IGNACIO, Colo. (CBS4) – Ten years in the making, the Southern Ute Cultural Center and Museum is on the home stretch. Final preparations are under way for the May 22 grand opening.
The building is a fitting monument to Ute people.
“We’re here and we’re always going to be here,” board chairman Robert Burch said. “I want the people to know the Southern Ute tribe, their culture, their history, where they’ve been and where are they going to go.”
Lynn Brittner is executive director of the new museum.
“For a little town like Ignacio, which used to be a best-kept secret, it’s not anymore,” Brittner said.
Brittner explained that the architect for the project also designed the Smithsonian’s National Museum of the American Indian in Washington, D.C.
“When John Paul Jones, the architect, asked, ‘What kind of museum do the people want?’ And everybody said, ‘We want a round structure.’ We had no idea something like this could be built,” Brittner said.
In the permanent gallery, the heritage of the Ute tribe is celebrated and preserved.
“I’m very proud that we actually have a museum that, all of our traditions and our culture is put into one building so we can share it with the world, so they know what we are about,” Edward Box III said.
Box pointed to photos of his grandfather and his father, both performing a blessing. A rare Ute dress will be on loan from the Smithsonian for several years and a prized possession from the archives will be on display.
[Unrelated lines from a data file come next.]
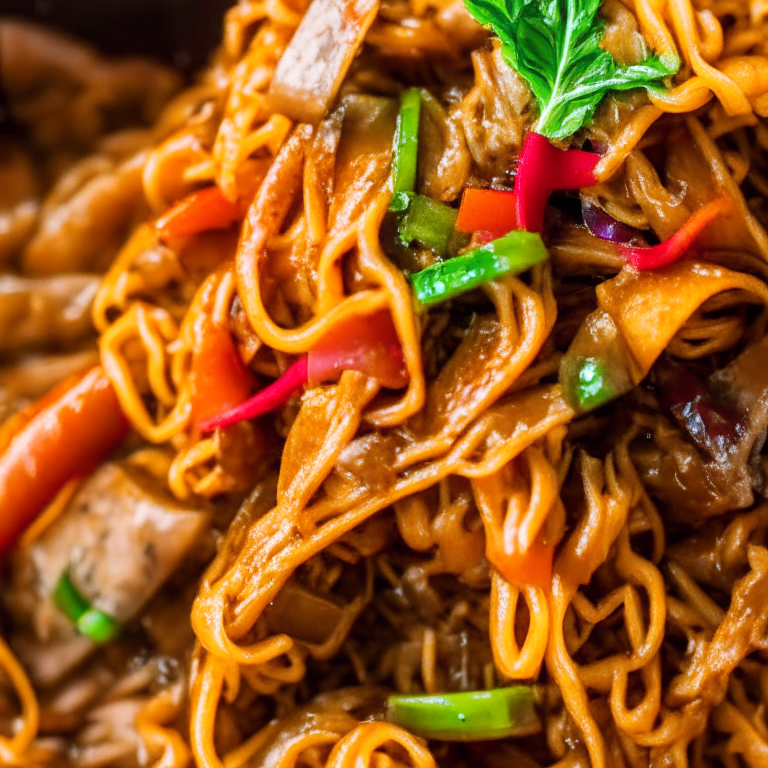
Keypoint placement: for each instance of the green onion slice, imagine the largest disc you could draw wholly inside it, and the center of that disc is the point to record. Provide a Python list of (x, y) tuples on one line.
[(405, 150), (97, 626), (91, 622), (69, 601), (509, 255), (428, 222), (593, 387), (468, 716)]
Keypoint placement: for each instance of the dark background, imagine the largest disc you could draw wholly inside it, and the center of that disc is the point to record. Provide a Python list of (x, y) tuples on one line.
[(180, 32)]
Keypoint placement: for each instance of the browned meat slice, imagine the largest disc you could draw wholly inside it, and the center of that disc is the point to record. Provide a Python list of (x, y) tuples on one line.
[(712, 464), (45, 312), (119, 539), (311, 69)]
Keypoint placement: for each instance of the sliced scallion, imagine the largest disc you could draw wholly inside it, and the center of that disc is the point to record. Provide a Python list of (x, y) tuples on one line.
[(98, 626), (91, 622), (405, 150), (429, 223), (509, 255), (68, 600), (468, 716)]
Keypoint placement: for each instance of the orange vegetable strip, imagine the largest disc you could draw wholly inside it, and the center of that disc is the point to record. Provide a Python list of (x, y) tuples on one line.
[(680, 243), (67, 438), (220, 380), (199, 212), (487, 210)]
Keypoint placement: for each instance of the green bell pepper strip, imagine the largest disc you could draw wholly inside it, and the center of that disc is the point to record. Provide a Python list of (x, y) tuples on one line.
[(468, 716), (428, 222), (405, 150), (509, 255), (91, 622)]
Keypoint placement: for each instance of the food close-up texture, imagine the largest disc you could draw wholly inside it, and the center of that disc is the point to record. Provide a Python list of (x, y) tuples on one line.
[(389, 392)]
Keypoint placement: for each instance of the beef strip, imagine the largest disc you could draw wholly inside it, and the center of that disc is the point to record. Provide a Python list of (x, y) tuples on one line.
[(712, 465)]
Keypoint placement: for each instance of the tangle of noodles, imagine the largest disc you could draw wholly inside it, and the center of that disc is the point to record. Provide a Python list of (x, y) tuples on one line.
[(354, 542)]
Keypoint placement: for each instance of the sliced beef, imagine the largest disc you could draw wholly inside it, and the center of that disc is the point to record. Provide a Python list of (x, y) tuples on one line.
[(709, 463), (45, 312)]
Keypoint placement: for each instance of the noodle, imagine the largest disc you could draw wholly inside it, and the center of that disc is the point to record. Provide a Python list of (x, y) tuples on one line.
[(292, 571)]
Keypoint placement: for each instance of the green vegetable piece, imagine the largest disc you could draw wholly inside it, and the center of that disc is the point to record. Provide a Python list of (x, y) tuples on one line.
[(68, 600), (593, 387), (509, 255), (468, 716), (428, 222), (405, 150), (555, 46), (98, 626)]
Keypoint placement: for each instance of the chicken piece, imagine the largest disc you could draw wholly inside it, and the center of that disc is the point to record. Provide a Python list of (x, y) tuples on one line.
[(84, 231), (45, 312), (312, 68), (120, 538), (715, 468)]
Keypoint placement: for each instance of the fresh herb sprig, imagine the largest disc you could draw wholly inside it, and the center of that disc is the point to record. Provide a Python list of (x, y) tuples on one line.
[(555, 46)]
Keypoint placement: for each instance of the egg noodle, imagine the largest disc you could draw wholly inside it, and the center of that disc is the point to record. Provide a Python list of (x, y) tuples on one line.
[(648, 645)]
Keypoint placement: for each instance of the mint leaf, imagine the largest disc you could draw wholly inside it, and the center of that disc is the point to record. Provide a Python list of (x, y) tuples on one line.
[(555, 46)]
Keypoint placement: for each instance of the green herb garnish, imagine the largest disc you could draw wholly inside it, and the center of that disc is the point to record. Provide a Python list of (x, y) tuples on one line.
[(555, 46)]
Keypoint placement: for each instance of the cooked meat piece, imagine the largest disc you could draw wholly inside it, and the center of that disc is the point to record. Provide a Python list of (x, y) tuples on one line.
[(715, 467), (45, 312), (120, 538)]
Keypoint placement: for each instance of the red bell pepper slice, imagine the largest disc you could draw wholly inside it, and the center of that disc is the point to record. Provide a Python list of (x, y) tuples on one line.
[(67, 438), (369, 345), (220, 381), (199, 212), (680, 243), (487, 210), (544, 168), (269, 399)]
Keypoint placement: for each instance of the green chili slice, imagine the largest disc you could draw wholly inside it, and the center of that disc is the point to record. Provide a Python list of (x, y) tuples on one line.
[(68, 600), (429, 223), (405, 150), (468, 716), (509, 255)]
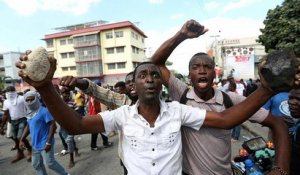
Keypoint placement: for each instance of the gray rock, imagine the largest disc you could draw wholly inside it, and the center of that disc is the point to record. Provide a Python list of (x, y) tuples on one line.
[(280, 69), (37, 65)]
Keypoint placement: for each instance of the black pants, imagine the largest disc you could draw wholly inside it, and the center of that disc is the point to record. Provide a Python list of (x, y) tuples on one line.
[(94, 138), (295, 161)]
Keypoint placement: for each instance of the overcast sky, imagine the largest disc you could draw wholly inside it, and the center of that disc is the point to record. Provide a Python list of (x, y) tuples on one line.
[(25, 22)]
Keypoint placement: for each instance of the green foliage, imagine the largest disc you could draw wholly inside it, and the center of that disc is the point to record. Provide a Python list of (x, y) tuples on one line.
[(282, 27)]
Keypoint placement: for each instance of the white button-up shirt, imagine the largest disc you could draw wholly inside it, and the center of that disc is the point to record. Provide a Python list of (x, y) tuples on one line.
[(154, 150)]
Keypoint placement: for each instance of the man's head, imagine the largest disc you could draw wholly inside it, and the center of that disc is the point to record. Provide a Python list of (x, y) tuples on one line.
[(201, 72), (11, 94), (66, 94), (10, 89), (130, 86), (32, 101), (97, 82), (294, 103), (120, 87), (148, 83)]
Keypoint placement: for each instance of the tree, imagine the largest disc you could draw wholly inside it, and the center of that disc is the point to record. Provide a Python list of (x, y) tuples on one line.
[(282, 27)]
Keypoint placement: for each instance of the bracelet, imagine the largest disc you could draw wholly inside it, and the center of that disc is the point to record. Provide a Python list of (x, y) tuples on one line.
[(280, 170)]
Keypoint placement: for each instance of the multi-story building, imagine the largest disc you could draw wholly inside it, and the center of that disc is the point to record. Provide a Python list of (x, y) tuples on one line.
[(239, 56), (97, 50)]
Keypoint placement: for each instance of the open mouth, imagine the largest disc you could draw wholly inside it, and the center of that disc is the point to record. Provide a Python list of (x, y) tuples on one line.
[(203, 82), (132, 91)]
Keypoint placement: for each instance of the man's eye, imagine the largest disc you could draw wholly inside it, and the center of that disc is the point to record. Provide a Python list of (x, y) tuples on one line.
[(156, 75), (142, 76)]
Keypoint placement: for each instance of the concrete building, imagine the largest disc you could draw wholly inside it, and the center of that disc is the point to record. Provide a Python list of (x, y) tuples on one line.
[(8, 70), (239, 56), (97, 50)]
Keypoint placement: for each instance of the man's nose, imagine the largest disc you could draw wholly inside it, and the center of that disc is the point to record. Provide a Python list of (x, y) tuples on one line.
[(149, 78)]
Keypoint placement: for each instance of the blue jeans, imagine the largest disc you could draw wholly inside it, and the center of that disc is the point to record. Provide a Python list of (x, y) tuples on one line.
[(38, 158), (69, 140), (235, 133)]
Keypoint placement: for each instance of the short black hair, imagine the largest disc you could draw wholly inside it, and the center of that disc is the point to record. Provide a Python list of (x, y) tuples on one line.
[(10, 89), (200, 55), (142, 63), (120, 84)]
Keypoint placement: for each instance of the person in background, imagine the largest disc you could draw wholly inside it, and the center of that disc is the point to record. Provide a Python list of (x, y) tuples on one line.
[(15, 113), (80, 102), (120, 87), (151, 125), (94, 109), (294, 105), (69, 138), (41, 127), (208, 151)]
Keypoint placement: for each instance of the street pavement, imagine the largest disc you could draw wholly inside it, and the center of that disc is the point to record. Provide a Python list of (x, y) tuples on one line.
[(102, 162)]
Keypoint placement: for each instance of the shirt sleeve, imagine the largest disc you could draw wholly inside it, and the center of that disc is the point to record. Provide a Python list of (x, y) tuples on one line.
[(106, 96), (111, 120), (192, 117), (176, 88), (5, 107), (48, 116), (258, 117)]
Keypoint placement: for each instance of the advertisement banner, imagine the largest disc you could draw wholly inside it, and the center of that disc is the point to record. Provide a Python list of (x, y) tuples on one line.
[(242, 66)]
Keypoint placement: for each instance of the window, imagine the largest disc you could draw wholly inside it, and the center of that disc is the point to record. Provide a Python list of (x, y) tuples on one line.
[(120, 49), (111, 66), (70, 41), (71, 54), (64, 55), (135, 64), (49, 43), (121, 65), (110, 50), (119, 34), (108, 35), (63, 42)]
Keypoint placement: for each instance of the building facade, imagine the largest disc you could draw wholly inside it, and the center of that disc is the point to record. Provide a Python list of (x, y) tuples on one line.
[(239, 57), (97, 50)]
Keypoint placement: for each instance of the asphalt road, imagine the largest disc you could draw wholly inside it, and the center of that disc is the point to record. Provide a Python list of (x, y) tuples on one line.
[(102, 162)]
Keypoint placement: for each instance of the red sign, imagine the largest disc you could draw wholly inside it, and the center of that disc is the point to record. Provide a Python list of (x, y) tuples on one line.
[(242, 58)]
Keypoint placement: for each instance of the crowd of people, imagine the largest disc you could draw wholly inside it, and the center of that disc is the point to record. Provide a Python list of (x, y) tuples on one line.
[(191, 134)]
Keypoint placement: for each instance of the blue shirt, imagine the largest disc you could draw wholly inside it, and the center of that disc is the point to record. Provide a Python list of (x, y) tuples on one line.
[(39, 126)]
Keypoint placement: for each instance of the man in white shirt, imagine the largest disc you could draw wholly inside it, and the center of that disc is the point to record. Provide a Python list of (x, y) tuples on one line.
[(150, 129), (14, 112)]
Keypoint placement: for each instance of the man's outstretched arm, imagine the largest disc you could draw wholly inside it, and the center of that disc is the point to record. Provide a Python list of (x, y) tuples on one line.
[(105, 96), (191, 29), (61, 112)]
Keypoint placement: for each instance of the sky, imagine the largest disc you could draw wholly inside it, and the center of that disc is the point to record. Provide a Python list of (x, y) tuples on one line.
[(25, 22)]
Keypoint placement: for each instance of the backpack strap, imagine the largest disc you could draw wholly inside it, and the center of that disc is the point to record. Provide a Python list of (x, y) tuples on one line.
[(227, 100), (183, 98)]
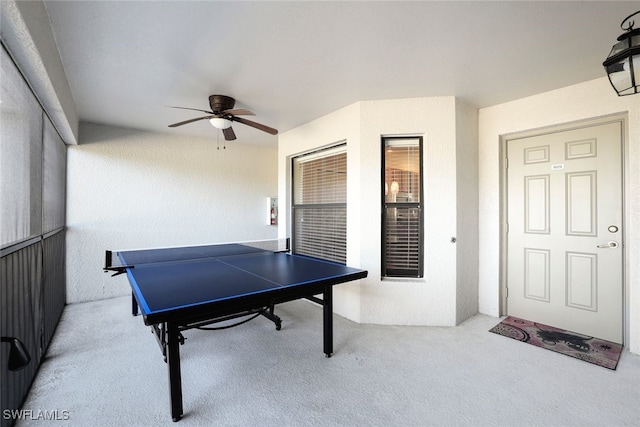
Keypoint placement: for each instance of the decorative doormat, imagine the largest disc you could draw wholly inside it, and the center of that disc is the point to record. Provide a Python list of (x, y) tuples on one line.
[(593, 350)]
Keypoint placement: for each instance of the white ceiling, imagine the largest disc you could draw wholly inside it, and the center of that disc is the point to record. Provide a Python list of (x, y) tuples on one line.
[(292, 62)]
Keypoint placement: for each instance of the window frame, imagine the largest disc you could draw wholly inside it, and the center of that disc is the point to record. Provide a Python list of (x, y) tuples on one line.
[(329, 254), (392, 273)]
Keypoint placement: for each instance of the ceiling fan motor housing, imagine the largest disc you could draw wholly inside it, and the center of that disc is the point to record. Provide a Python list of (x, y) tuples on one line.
[(221, 102)]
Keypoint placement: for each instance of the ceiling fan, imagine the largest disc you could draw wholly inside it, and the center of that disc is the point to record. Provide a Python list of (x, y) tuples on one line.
[(222, 115)]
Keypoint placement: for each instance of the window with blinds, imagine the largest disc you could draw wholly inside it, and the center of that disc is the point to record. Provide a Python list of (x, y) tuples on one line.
[(320, 204), (402, 223)]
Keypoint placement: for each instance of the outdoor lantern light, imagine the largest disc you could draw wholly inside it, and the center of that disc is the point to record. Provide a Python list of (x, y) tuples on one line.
[(623, 62)]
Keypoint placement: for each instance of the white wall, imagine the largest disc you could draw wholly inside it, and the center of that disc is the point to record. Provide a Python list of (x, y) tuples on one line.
[(584, 101), (131, 189), (433, 299)]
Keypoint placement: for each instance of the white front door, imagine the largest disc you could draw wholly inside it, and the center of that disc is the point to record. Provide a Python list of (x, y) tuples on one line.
[(564, 214)]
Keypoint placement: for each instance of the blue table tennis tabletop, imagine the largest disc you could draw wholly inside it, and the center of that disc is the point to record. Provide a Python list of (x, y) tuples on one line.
[(170, 280), (177, 289)]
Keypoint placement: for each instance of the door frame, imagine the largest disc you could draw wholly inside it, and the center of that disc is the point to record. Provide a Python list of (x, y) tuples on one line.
[(504, 139)]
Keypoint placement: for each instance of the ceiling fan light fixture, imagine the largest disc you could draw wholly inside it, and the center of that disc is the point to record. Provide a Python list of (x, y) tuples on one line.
[(623, 63), (220, 122)]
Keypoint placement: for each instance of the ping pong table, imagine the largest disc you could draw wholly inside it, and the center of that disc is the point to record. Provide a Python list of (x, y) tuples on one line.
[(181, 288)]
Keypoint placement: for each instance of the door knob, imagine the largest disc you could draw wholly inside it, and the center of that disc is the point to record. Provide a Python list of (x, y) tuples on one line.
[(610, 245)]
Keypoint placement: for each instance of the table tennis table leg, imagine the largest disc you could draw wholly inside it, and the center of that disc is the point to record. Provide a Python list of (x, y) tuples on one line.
[(327, 313), (173, 362), (134, 305)]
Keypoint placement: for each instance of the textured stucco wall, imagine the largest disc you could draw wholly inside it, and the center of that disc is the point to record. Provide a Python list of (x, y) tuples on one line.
[(129, 189), (432, 299), (580, 102)]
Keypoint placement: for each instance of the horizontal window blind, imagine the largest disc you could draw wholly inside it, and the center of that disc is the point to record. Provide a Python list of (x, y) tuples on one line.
[(320, 204), (402, 208), (402, 235)]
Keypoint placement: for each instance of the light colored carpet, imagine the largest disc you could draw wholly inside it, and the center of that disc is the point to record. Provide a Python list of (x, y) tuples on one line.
[(105, 368)]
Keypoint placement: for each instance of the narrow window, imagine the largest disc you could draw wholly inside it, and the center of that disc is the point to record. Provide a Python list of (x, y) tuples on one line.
[(402, 223), (320, 204)]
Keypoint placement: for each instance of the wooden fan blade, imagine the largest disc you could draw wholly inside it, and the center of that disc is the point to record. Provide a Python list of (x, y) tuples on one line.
[(238, 112), (190, 121), (192, 109), (262, 127), (229, 134)]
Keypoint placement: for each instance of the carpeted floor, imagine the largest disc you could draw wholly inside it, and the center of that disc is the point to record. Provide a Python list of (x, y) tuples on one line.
[(105, 369)]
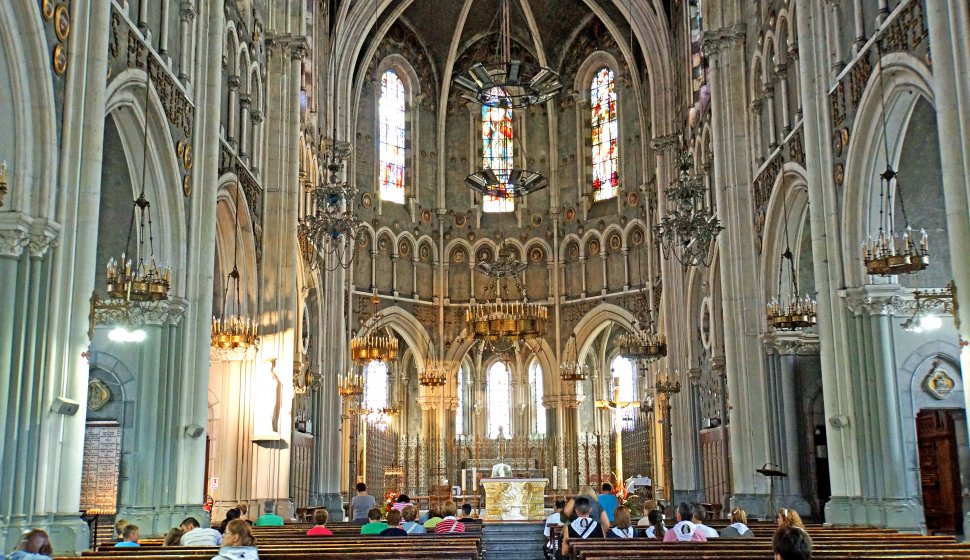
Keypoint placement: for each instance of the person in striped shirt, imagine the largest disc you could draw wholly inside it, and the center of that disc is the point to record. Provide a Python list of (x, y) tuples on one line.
[(450, 523)]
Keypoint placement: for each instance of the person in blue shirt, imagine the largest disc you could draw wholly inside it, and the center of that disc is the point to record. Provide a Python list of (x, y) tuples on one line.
[(607, 500), (129, 536)]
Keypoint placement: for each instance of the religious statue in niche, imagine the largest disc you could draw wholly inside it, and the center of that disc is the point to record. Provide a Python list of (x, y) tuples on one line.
[(938, 383)]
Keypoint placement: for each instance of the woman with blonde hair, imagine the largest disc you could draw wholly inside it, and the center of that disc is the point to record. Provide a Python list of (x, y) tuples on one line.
[(738, 529), (622, 527), (238, 543), (789, 518)]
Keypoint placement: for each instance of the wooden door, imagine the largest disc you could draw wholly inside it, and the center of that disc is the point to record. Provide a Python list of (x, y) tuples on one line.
[(939, 471)]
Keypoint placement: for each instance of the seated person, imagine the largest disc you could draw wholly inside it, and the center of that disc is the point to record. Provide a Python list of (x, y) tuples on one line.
[(466, 513), (320, 516), (791, 543), (410, 526), (129, 536), (269, 517), (699, 514), (433, 519), (607, 500), (684, 530), (394, 525), (449, 523), (583, 527), (239, 544), (789, 518), (33, 545), (119, 529), (233, 513), (738, 529), (657, 529), (622, 527), (374, 525), (173, 537), (198, 536)]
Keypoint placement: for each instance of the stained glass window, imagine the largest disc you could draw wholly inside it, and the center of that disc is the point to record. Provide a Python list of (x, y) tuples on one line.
[(499, 401), (375, 388), (391, 115), (624, 378), (606, 179), (460, 409), (535, 379), (497, 150)]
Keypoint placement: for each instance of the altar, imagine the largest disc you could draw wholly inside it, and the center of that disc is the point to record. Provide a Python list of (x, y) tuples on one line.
[(514, 499)]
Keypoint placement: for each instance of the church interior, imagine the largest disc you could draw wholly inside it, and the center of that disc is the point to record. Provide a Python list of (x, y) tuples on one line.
[(707, 251)]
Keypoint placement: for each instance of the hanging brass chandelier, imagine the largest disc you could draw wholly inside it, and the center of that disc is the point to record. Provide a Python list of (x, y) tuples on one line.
[(521, 84), (141, 279), (891, 252), (790, 311), (499, 316), (332, 227), (233, 330)]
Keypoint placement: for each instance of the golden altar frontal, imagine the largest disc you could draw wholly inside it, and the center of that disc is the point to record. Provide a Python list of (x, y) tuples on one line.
[(514, 499)]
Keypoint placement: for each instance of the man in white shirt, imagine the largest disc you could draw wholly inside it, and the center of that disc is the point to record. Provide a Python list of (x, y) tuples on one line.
[(198, 536), (700, 514)]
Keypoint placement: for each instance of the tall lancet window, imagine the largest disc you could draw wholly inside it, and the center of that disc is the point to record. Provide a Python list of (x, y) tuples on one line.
[(375, 388), (391, 133), (606, 177), (499, 401), (497, 150), (535, 380), (460, 409)]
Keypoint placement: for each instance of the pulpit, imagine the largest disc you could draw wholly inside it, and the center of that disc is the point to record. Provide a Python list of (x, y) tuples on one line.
[(514, 499)]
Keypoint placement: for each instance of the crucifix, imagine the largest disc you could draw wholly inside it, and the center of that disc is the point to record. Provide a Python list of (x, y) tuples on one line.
[(616, 405)]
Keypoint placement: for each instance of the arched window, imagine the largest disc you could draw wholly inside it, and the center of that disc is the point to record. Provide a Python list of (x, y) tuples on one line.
[(624, 377), (499, 401), (535, 380), (375, 388), (497, 150), (391, 133), (460, 409), (606, 178)]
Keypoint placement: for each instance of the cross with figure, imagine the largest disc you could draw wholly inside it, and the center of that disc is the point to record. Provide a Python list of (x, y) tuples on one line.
[(616, 405)]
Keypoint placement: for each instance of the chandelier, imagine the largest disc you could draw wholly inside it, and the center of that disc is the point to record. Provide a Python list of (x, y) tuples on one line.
[(141, 280), (232, 330), (331, 227), (350, 384), (379, 344), (790, 311), (689, 227), (521, 84), (572, 370), (495, 319)]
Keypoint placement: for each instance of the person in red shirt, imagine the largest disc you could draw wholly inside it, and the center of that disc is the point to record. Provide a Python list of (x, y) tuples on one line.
[(449, 524), (320, 516)]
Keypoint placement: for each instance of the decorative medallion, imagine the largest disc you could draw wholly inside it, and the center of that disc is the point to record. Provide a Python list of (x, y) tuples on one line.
[(615, 242), (938, 383), (60, 59), (62, 22), (98, 394)]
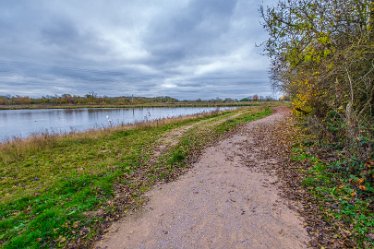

“This is a jacket that was worn by Buckskin Charlie, and it was worn in the inauguration parade for Teddy Roosevelt,” Brittner said. “There’s a little picture of Teddy on it.”
Buckskin Charlie was the first chief of the Southern Utes. He drew pictures of his travels to Washington on his jacket.
A drawing from the early 1900s depicts the Ute Bear Dance. The piece was recently found in Boston after a century. It has now been returned home.
“You can listen to stories by tribal elders about the Utes; stories that would’ve been told around winter time, around the fire,” Brittner said.
There’s a replica of a house that shows where Ute people lived after being moved to reservations.
“A lot of people come to Colorado and they come to Mesa Verde and they go on the train in Durango and they have no idea that this is Ute territory,” Brittner said. “So now people can come to Ignacio and come to the Ute Museum and learn about the longest continuous residents of Colorado.”
The “Circle Of Life World-Wide Welcome” grand opening of the Southern Ute Cultural Center and Museum will be held May 21-22. Check out their website at succm.org for all the details, or call them at (970) 563-9583.
Get to the museum by taking US Highway 160 in southwest Colorado toward Durango and then head south on State Highway 172 to the town of Ignacio. Right next to the new museum you’ll find the Sky Ute Casino with a full service luxury hotel right next door.